The difference between OpenSUSE and other projects, according to Mancusi-Ungaro, is that many distributions have an “inward focus,” where developers produce something mainly for their own consumption. Mancusi-Ungaro said that OpenSUSE is focusing “outward” to produce a usable distribution for “non-traditional” end users and not just developers.
He also said that Novell is ready, and eager, to see OpenSUSE derivative distributions. The OpenSUSE project should give users the ability, for example, to create a SPARC distribution or a customized distribution for specialty markets that SUSE doesn’t address as-is.
Right now, the OpenSUSE project is still in its infancy. Mancusi-Ungaro and other Novell execs said several times that the project is still getting started, and they’re looking to the community for some feedback on how it should move forward. I’m looking forward to seeing the project develop, and expect that it will really take off once Novell makes the build server and source repository available.
I also spent a good portion of the day following the DCC (Debian Common Core) Alliance project.
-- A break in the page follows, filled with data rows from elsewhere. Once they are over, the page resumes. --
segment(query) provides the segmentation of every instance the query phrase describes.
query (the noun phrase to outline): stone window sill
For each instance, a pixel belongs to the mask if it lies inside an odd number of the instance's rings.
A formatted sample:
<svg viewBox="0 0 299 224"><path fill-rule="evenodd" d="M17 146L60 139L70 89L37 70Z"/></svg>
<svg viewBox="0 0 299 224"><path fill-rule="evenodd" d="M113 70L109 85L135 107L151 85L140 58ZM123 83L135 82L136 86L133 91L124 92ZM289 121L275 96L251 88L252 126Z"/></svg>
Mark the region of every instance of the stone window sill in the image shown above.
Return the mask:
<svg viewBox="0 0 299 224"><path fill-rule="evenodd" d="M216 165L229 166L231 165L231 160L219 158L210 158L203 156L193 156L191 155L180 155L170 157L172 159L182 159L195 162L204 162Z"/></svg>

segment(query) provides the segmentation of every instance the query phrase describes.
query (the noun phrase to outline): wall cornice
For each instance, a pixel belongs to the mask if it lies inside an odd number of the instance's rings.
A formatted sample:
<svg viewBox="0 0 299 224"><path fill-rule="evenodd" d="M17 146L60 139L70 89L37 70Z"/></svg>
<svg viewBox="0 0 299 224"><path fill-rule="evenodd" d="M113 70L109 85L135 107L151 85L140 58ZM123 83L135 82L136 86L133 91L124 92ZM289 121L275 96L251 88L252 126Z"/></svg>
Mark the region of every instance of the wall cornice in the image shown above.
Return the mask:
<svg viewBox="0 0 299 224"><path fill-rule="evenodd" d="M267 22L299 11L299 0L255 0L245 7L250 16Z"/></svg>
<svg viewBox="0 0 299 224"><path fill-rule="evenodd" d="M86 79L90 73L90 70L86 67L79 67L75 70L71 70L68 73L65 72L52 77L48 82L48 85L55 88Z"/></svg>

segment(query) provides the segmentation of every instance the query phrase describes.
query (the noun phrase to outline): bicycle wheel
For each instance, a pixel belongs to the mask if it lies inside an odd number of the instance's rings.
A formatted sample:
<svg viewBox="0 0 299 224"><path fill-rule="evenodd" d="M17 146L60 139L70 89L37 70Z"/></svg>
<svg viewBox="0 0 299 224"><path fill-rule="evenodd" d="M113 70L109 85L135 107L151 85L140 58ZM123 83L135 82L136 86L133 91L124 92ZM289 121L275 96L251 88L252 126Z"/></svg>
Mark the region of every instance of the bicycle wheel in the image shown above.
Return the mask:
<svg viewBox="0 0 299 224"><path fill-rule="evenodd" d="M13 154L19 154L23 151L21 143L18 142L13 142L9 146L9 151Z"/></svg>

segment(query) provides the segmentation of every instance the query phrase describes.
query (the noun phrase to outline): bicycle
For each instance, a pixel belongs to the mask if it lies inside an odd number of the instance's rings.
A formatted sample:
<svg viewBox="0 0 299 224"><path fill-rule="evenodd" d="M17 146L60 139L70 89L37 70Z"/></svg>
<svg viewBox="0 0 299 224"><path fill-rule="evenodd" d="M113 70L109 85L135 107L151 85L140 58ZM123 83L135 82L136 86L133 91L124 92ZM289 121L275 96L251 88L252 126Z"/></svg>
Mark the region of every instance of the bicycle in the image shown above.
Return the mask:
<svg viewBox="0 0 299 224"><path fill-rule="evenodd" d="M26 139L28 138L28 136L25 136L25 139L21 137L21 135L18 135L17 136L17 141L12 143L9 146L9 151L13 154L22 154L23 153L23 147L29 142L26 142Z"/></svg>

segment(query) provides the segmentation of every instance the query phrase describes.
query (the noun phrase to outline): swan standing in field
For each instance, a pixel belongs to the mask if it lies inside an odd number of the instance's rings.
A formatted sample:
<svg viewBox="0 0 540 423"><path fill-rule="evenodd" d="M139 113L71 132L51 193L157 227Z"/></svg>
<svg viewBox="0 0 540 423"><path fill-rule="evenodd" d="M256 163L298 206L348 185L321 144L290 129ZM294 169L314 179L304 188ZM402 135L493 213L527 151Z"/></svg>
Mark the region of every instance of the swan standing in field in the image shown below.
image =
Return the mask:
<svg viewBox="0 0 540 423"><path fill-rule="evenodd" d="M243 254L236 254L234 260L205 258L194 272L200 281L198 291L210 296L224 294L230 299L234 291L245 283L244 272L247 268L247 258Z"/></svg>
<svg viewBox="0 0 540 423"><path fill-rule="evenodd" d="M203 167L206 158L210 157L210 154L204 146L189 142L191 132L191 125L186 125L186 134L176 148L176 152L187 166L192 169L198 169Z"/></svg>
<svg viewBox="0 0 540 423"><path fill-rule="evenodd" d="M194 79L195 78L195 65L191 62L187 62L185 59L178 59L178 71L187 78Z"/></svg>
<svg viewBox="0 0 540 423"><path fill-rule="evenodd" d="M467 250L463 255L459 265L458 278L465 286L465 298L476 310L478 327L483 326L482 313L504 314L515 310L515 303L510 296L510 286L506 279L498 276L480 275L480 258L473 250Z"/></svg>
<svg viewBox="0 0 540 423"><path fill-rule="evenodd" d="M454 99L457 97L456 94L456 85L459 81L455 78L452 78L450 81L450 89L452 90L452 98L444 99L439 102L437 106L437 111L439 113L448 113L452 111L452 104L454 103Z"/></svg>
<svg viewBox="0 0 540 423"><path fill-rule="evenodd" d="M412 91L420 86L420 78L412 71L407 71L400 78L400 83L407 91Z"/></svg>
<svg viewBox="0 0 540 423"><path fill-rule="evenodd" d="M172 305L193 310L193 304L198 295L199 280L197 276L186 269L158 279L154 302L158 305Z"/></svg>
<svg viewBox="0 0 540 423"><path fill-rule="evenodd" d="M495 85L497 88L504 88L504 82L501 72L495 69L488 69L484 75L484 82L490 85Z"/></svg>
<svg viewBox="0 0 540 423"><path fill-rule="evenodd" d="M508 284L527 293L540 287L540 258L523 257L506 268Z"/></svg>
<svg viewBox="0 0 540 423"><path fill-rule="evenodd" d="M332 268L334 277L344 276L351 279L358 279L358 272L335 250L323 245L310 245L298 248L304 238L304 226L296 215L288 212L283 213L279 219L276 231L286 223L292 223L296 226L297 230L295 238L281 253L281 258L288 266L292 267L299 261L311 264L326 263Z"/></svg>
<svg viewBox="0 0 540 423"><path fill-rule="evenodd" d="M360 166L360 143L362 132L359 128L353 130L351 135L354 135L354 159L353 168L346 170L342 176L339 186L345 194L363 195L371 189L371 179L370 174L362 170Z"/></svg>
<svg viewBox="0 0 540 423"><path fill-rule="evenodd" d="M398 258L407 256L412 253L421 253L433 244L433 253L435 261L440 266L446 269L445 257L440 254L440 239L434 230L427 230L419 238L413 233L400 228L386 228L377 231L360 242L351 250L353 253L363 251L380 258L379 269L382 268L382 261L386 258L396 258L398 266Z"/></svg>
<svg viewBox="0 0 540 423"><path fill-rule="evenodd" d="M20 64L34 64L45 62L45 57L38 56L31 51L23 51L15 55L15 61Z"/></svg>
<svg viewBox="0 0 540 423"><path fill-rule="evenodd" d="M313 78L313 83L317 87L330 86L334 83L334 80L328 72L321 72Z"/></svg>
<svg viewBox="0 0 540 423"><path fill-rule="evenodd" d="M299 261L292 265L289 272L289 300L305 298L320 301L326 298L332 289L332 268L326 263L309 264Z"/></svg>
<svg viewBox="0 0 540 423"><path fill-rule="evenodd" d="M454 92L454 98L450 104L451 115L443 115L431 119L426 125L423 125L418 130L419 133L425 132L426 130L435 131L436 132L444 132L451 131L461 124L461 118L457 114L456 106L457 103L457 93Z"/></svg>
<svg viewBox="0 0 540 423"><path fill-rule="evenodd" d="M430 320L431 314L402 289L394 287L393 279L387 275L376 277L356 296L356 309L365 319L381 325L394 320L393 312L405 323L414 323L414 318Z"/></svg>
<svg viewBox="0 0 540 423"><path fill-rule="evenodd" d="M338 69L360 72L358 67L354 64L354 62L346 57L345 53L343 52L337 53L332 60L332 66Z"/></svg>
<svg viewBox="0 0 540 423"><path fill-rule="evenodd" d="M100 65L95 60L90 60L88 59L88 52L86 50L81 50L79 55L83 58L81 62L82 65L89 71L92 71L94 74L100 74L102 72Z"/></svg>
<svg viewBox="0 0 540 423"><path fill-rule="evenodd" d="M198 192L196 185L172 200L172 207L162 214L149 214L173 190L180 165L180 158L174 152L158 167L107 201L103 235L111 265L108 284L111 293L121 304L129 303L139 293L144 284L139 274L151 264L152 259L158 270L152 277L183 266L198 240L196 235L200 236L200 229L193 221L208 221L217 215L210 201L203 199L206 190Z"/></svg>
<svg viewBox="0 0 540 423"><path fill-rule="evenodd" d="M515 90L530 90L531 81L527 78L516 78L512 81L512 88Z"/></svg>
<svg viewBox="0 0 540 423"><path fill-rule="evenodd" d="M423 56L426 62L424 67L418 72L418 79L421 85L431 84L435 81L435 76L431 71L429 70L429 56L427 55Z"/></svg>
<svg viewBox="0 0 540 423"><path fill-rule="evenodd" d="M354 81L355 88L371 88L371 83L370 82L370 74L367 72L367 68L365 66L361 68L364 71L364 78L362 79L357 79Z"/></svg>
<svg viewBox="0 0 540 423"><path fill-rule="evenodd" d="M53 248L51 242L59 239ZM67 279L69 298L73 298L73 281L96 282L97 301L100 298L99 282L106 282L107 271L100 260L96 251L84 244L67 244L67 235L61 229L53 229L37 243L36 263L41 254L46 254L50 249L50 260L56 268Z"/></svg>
The final line-up of companies and organizations behind the DCCA are Progeny, the Free Standards Group, Linspire, credativ, MEPIS, Sun Wah, UserLinux, Xandros, Knoppix and LinEx. The group plans to create a common core based on Debian that will serve as the basis for all of the members’ distributions. The group is also trying to “fill the gaps” so that vendors can support Debian more easily, by providing the pieces (LSB 3.0 compliance, for example) that Debian needs to move into the enterprise space.
I had a chance to spend a good chunk of time with members of the DCC Alliance yesterday and on Monday, talking to representatives from Xandros, MEPIS, Bruce Perens of UserLinux, Ian Murdock of Progeny, Jim Zemlin of the Free Standards Group, it’s pretty clear that this group has a much better chance of success than the UnitedLinux effort or the Linux Core Consortium. All of the members understand that there’s little to be gained by competing at the core distribution level — they each serve a different audience, and it makes a lot of sense to share the work in helping provide a standard distribution that ISVs can build on.
There should be a release of the DCCA “common core” sometime in September. There are a few things that the DCCA has that UnitedLinux and the LCC lacked. To begin with, the members share a common technology that will be easy to build on, and there’s no conflict of interest between the groups. The group is also moving forward quickly to put its “core” out there, rather than announcing an intent to work together with releases at some distant date. Murdock noted that the group is “more bottom up than top down,” by starting with the deliverables and then building the organization around it. In short, the group is working more like an open source project.
One conspicuous absence from the DCCA is Ubuntu. It didn’t seem likely that Ubuntu would be onboard, but I had held out some hope that Canonical/Ubuntu would decide to be part of the project by the time LWCE rolled around. No such luck. Still, it seems like the project has enough participation to reach critical mass and take Debian to the next level for business usage.
In short, there was too much to see and do in one day for me to hit it all, unfortunately. However, there’s more to come. I’ll have pictures from the show floor later today, as well as more news from LWCE.